The priest is told what judgment to make, if there were any appearance of a leprosy in old sores; and such is the danger of those who having escaped the pollutions of the world are again entangled therein. Or, in a burn by accident, ver. #(24). The burning of strife and contention often occasions the rising and breaking out of that corruption, which proves that men are unclean. Human life lies exposed to many grievances. With what troops of diseases are we beset on every side; and thy all entered by sin! If the constitution be healthy, and the body lively and easy, we are bound to glorify God with our bodies. Particular note was taken of the leprosy, if in the head. If the leprosy of sin has seized the head; if the judgment be corrupted, and wicked principles, which support wicked practices, are embraced, it is utter uncleanness, from which few are cleansed. Soundness in the faith keeps leprosy from the head.

Verses 45–46

When the priest had pronounced the leper unclean, it put a stop to his business in the world, cut him off from his friends and relations, and ruined all the comfort he could have in the world. He must humble himself under the mighty hand of God, not insisting upon his cleanness, when the priest had pronounced him unclean, but accepting the punishment. Thus must we take to ourselves the shame that belongs to us, and with broken hearts call ourselves “Unclean, unclean;” heart unclean, life unclean; unclean by original corruption, unclean by actual transgression; unclean, therefore deserving to be for ever shut out from communion with God, and all hope of happiness in him; unclean, therefore undone, if infinite mercy do not interpose. The leper must warn others to take heed of coming near him.
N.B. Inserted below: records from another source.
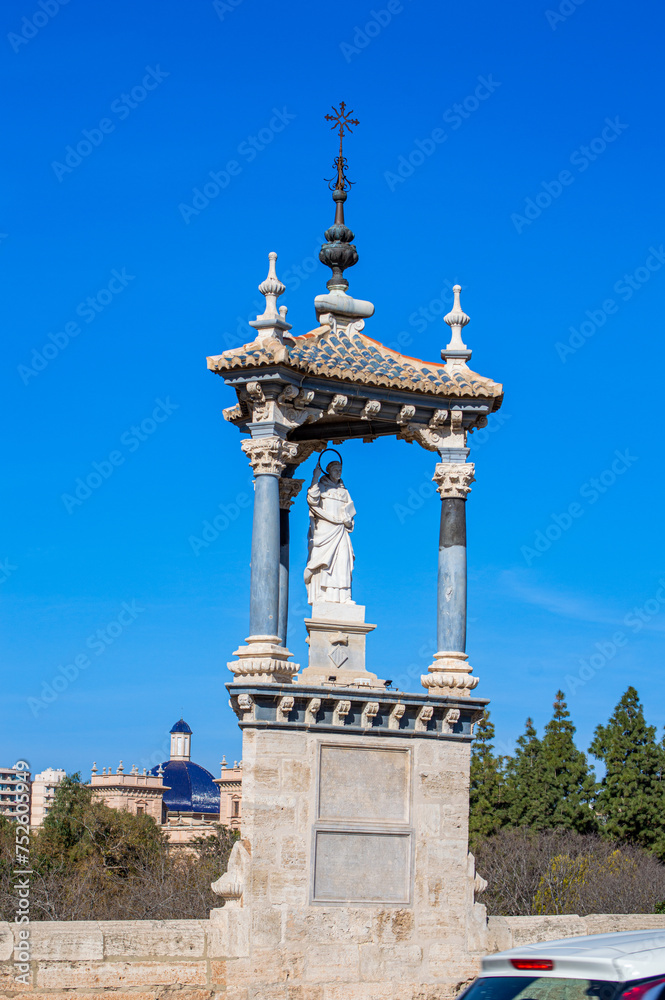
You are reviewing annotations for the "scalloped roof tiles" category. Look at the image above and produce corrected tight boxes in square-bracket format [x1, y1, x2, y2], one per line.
[208, 326, 503, 398]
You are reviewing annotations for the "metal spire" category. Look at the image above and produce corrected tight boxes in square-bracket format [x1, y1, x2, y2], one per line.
[319, 101, 360, 292]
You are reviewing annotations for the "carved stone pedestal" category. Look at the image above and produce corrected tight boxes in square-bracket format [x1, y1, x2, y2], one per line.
[227, 635, 300, 684]
[420, 652, 478, 698]
[210, 684, 488, 1000]
[298, 601, 378, 688]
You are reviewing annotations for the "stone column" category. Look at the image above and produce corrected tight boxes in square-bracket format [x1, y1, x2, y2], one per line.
[229, 436, 298, 682]
[422, 462, 478, 695]
[277, 476, 305, 646]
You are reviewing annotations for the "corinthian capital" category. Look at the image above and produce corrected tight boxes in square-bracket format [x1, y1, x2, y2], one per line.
[432, 462, 476, 500]
[240, 437, 298, 476]
[279, 476, 305, 510]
He must then be shut out of the camp, and afterward, when they came to Canaan, be shut out of the city, town, or village where he lived, and dwell with none but those that were lepers like himself. This typified the purity which ought to be in the gospel church.

Verses 47–59

The garment suspected to be tainted with leprosy was not to be burned immediately. If, upon search, it was found that there was a leprous spot, it must be burned, or at least that part of it. If it proved to be free, it must be washed, and then might be used. This also sets forth the great evil there is in sin. It not only defiles the sinner’s conscience, but it brings a stain upon all he has and all that he does. And those who make their clothes servants to their pride and lust, may see them thereby tainted with leprosy. But the robes of righteousness never fret, nor are moth-eaten.